Pianist Catherine Kautsky is Professor of Music at the University of Wisconsin-Madison and chair of its piano department. She has concertized throughout the United States and abroad as a recitalist, soloist with orchestra, and chamber musician, appearing in venues such as Alice Tully Hall and Carnegie Recital Hall in New York, Jordan Hall and the Gardner Museum in Boston, the Phillips Collection in Washington, D. C., and the Chicago Cultural Center. She has soloed with the St. Louis Symphony, Milwaukee Chamber Orchestra, and Wisconsin Chamber Orchestra, performed chamber music at the Aspen, Tanglewood, and Grand Teton summer music festivals, and appeared frequently on the radio in Chicago, New York, Washington, D. C., St. Louis, Pittsburgh, and Madison. Ms. Kautsky is the winner of the Passamaneck Competition in Pittsburgh, the C. D. Jackson Master Award at Tanglewood, and the Association Amicale d'Ecole Normale de Musique de Paris Prize of the French Piano Institute in Paris. Last November, she was awarded the 2005 Arts Institute Creative Arts Award at UW-Madison for her work connecting music with other disciplines, particularly literature. Ms. Kautsky has traveled widely, performing frequently in France and England, and presenting concerts and classes most recently in China, Korea, and South Africa. Her articles have appeared in such journals as Clavier, American Music Teacher, and International Piano, and her CD of three pieces for piano and narrator, in which she both performs and speaks, was issued by Vox Classics. Very seriously committed to teaching, Ms. Kautsky has held a grant for the last two years to take her studio touring, performing community outreach concerts in collaboration with dancers, actors, and students from other disciplines.

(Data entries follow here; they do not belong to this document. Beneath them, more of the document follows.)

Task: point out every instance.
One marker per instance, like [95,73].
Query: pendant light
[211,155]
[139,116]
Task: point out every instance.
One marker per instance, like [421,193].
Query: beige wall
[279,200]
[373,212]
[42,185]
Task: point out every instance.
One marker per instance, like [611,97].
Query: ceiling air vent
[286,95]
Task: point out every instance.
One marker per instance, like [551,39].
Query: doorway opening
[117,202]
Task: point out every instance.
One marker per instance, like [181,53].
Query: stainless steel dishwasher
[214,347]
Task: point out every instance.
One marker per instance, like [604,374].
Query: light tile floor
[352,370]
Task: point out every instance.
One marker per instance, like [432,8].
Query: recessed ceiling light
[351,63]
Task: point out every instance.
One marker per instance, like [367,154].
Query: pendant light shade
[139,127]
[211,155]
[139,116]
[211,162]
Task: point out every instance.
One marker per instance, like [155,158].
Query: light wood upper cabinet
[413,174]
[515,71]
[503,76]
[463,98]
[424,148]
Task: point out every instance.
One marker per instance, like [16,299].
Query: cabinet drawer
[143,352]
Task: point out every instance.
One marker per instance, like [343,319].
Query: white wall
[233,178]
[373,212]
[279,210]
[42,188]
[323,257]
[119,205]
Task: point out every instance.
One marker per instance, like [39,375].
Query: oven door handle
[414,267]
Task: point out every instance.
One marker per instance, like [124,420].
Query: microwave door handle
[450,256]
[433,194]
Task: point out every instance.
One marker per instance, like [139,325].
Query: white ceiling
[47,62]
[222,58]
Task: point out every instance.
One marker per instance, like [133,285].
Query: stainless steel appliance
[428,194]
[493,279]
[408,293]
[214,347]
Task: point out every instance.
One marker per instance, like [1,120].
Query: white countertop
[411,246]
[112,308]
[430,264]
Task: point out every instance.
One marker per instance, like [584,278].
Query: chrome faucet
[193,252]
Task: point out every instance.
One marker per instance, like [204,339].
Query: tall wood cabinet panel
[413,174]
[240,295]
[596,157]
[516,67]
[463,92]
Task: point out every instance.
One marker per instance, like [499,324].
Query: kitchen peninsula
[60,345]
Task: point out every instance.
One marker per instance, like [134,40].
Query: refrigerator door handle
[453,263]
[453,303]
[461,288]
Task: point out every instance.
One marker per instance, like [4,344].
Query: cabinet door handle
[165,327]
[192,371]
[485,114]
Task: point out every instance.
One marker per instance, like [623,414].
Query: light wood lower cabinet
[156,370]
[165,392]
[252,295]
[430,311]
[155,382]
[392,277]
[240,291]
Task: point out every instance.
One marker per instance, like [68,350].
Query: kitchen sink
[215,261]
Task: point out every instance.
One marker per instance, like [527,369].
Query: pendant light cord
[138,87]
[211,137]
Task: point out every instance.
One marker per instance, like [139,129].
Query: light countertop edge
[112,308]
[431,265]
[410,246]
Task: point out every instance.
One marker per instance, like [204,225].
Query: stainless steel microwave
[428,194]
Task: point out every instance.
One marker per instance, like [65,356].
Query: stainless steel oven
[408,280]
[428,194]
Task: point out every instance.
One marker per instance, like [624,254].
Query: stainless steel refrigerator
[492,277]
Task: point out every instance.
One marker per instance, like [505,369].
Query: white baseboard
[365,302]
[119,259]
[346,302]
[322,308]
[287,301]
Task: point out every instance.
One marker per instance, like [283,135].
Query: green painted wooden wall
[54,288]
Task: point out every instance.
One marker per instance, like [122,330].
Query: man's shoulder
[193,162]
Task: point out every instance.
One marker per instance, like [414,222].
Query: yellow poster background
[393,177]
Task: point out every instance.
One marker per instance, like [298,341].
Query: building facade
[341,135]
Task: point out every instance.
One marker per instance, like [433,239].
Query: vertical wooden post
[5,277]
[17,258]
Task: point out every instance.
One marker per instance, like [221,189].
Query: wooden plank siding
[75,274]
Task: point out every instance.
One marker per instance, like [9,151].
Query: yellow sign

Ms. Kautsky holds a bachelor's degree from the New England Conservatory, a master's degree from the Juilliard School, and a doctoral degree in performance from the State University of New York at Stony Brook, where she studied under Gilbert Kalish. Following her New York debut, The New York Times called her "a pianist who can play Mozart and Schubert as though their sentiments and habits of speech coincided exactly with hers. . . . She gave these pieces nuances that made them meaningful on a human everyday level. The music spoke directly to the listener, with neither obfuscation nor pretense."